Crédits Photos : Daily Spurs

De quoi même impressionner Guardiola. « Il y a des équipes qui vous attendent et des équipes qui vous cherchent. L’Espanyol te cherche. Je me sens très proche de leur style de football. Il s’agissait d’être traqué et poursuivi sans relâche par une équipe qui avait mis très peu de temps à une approche très différente ».

Depuis cette victoire au Camp Nou, l’équipe était lancée à plein régime, huit victoires en dix derniers matchs, avec une dixième place au classement dans le viseur. De bons résultats permettant de faire fit d’une crise financière qui avait plongé le club dans une véritable tourmente, encore incapable de se positionner sur le marché des transferts.
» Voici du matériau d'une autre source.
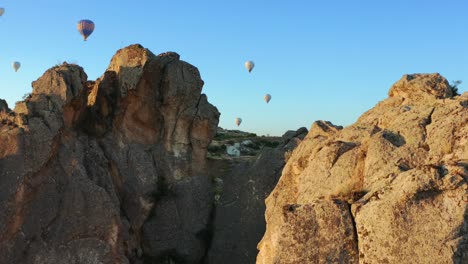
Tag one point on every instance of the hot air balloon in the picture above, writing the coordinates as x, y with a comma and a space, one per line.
85, 27
15, 65
249, 65
238, 121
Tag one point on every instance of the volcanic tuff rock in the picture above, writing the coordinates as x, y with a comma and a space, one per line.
391, 188
111, 171
241, 186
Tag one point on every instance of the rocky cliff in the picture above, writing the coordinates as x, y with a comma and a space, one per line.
111, 171
391, 188
241, 185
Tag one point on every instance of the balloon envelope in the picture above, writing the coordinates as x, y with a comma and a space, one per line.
238, 121
85, 27
249, 65
15, 65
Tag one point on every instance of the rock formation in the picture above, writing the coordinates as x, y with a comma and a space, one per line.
391, 188
111, 171
241, 186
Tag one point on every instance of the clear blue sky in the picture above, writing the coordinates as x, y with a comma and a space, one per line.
328, 60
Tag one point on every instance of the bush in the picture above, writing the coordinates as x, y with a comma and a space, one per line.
454, 87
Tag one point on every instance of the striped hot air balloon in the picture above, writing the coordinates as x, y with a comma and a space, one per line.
238, 121
249, 65
85, 27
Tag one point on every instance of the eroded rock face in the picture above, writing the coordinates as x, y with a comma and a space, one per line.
402, 169
241, 186
91, 172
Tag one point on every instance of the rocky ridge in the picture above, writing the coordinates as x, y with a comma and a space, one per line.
391, 188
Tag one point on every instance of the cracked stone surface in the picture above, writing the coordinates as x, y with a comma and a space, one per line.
102, 171
403, 170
Bercé par les chants tactiques de Bielsa

L’Espanyol se tournait alors vers un projet à long terme. L’actuel coach de Tottenham avait donné de l’élan à la jeunesse tout en assurant la stabilité de l’équipe avec la venue régulière de nouveaux talents, venus compenser le manque de recrues. Les meilleurs joueurs étaient vendus pour collecter des fonds et Pochettino devait faire preuve d’imagination et de confiance.

Sa grande influence, ses méthodes de fin tacticien, Mauricio Pochettino les a appris aux côtés d’un maître en la matière. Entraîné par Marcelo Bielsa lorsqu’il jouait au Newell’s Old Boys, au tout début de sa carrière, dans les années 90, l’ancien défenseur central a été bercé par des chants qu’il ne tardait pas plus tard à faire apprendre à ceux qui voulaient (ou non) les entendre. Malgré la pression, Pochettino montrait tout son potentiel. L’accent était mis sur l’attaque mais toujours avec une structure défensive, un pressing agressif couplé à une bonne organisation. Les influences de Bielsa sont claires. Mais Pochettino ne serait pas Pochettino s’il n’avait pas rajouté sa touche de contrôle.

Un style reconnu

Pochettino a imposé son style à toutes les équipes de jeunes du club dès le premier jour. De l’équipe première à l’équipe B, tous ont joué ce qui allait devenir la marque de fabrique de l’ancien joueur argentin. L’Espanyol s’était très vite adapté à la méthode Pochettino, dans une formation en 4-2-3-1 d’abord, puis dans un 4-4-2 qui correspondrait mieux à la progression et au développement de l’équipe. Comme entraîneur, Pochettino s’est vite montré comme quelqu’un de perfectionniste. Il a assisté aux entraînements des équipes à tous les niveaux et a entraîné des jeunes de tous les groupes d’âges du club. La progression devait être constante, Pochettino allait jusqu’à imposer à chaque jeune de jouer dans une catégorie supérieure à la leur.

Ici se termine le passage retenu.